Settings

Theme

Ask HN: What features for an offline Hacker News reader?

57 points by ers35 6 years ago · 39 comments · 1 min read

Reader

HN is a treasure trove of information. The primary way I read HN is to bookmark stories and read the comments when the discussion is complete. Others actively participate. Some get jobs via "Who is hiring?". We all use HN differently.

There are ways to read HN other than this website. However, I have not found one that meets all of these requirements:

  - Self-hosted.
  - Offline access of data.
  - Query data via SQL.
  - Full text search of stories and comments.
  - Notification of replies to comments.
Some ideas:

1) A tool that maintains a copy of the HN API[1] in an SQLite database, with indexing and full-text search[2]. This supports the development of the other tools.

2) A command line tool that demonstrates how to use the database and supports the development of scripts. For example:

  #!/bin/sh
  # Run notify whenever someone replies to a comment.
  $ hn replies username | notify
3) A web UI for browsing and searching. This can be hosted locally or on a remote server.

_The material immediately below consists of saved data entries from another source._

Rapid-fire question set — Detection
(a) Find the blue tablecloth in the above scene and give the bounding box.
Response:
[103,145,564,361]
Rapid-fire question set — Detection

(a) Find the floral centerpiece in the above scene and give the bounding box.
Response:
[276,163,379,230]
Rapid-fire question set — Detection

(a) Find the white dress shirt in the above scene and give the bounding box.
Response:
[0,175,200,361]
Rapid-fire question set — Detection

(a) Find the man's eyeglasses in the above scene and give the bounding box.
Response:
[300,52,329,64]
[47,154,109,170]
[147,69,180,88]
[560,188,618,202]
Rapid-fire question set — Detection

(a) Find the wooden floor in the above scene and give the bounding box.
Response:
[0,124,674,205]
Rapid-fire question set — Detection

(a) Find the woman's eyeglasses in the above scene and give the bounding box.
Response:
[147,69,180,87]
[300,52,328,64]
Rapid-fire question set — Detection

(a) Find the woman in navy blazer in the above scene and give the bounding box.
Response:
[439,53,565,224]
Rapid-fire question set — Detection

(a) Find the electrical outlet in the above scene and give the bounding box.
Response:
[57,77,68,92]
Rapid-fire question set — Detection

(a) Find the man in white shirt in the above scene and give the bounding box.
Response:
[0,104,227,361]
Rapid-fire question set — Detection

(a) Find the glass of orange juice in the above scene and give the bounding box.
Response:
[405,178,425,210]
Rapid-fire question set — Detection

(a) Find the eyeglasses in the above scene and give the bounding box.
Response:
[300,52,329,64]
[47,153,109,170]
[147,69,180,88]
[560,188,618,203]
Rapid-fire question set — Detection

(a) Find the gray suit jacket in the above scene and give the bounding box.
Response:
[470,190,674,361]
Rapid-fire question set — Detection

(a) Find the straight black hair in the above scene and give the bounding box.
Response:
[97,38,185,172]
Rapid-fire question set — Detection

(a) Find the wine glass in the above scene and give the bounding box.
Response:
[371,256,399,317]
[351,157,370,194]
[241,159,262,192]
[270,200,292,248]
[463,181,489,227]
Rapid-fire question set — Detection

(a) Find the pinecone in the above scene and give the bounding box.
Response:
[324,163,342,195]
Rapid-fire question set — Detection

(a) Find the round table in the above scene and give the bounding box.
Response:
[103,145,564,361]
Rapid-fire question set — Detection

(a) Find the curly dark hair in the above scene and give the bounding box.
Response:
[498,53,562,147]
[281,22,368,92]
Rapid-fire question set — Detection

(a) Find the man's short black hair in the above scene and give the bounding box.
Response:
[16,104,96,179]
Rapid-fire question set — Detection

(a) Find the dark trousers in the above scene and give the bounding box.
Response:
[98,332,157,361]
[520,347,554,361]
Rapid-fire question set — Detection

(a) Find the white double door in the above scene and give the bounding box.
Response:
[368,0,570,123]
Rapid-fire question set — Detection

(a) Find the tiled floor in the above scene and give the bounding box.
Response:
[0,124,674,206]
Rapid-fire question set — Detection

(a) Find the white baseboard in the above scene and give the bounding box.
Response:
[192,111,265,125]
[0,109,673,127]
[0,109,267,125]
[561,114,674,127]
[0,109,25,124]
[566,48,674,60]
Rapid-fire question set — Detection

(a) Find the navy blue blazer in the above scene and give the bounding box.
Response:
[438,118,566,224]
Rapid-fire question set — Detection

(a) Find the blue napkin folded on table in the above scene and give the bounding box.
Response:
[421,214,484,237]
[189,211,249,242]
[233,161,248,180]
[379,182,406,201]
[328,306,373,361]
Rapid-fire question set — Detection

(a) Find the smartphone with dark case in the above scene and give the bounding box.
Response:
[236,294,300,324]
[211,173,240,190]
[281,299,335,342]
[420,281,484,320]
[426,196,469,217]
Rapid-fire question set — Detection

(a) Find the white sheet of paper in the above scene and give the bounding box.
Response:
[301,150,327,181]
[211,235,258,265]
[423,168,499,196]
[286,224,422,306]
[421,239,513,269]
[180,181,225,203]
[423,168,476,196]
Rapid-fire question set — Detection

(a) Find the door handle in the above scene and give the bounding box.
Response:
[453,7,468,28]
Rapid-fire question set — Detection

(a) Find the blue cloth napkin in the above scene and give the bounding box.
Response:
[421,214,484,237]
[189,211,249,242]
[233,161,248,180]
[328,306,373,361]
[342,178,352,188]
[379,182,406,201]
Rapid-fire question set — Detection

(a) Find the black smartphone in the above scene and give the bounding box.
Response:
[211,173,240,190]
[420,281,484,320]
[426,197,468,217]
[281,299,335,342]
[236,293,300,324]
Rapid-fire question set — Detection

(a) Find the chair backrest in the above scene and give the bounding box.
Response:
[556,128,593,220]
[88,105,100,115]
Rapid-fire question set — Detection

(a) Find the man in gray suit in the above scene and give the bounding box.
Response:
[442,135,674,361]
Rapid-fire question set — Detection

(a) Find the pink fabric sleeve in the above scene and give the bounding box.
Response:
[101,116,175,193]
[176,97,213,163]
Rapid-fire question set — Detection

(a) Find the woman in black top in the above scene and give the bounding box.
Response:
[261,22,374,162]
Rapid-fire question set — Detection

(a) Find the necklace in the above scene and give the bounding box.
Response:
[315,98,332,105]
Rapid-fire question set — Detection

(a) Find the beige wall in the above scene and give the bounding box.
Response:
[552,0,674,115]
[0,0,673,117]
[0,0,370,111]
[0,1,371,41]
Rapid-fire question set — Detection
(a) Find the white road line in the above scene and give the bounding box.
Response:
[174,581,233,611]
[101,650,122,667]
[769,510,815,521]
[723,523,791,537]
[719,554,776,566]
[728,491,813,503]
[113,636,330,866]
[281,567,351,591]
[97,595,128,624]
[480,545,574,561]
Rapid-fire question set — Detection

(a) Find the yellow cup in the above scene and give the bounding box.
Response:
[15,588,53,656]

What features interest you?

  [1]: https://github.com/HackerNews/API
  [2]: https://www.sqlite.org/fts5.html
markus_zhang 6 years ago

I'm thinking about the same thing i.e. building a personal HN reader with Python and QT.

I have never explored the API, and I'm not a professional programmer, but allow me to describe the ideas from top of head when I read your posts:

Requirements:

1 - Self-hosted: So essentially, it's too heavy to keep the whole sites offline. However, because I always read by topic (e.g. I'd type "SICP ycombinator" in Google and read the top pages), I think one approach is to let the user enter a topic, say "SICP", as well as number of top-level stories to return, say 25, and invoke the API to return stories. The app will then dump the stories and their comments into a database with data modelling that suits for a forum.

2 - Offline access of data: Essentially what I mentioned above. The app should also allow user to remove a story (and its children), modify topics, favorite a story and create new topics. I think those are the barebone requirements. The backend would interact with the database and do updates.

3 - Query data via SQL: I think it might be too much work to parse queries, and the easiest thing to do is to just access a string as query and pass that to the database engine. Or maybe only allow user certain actions and let the backend assemble the queries.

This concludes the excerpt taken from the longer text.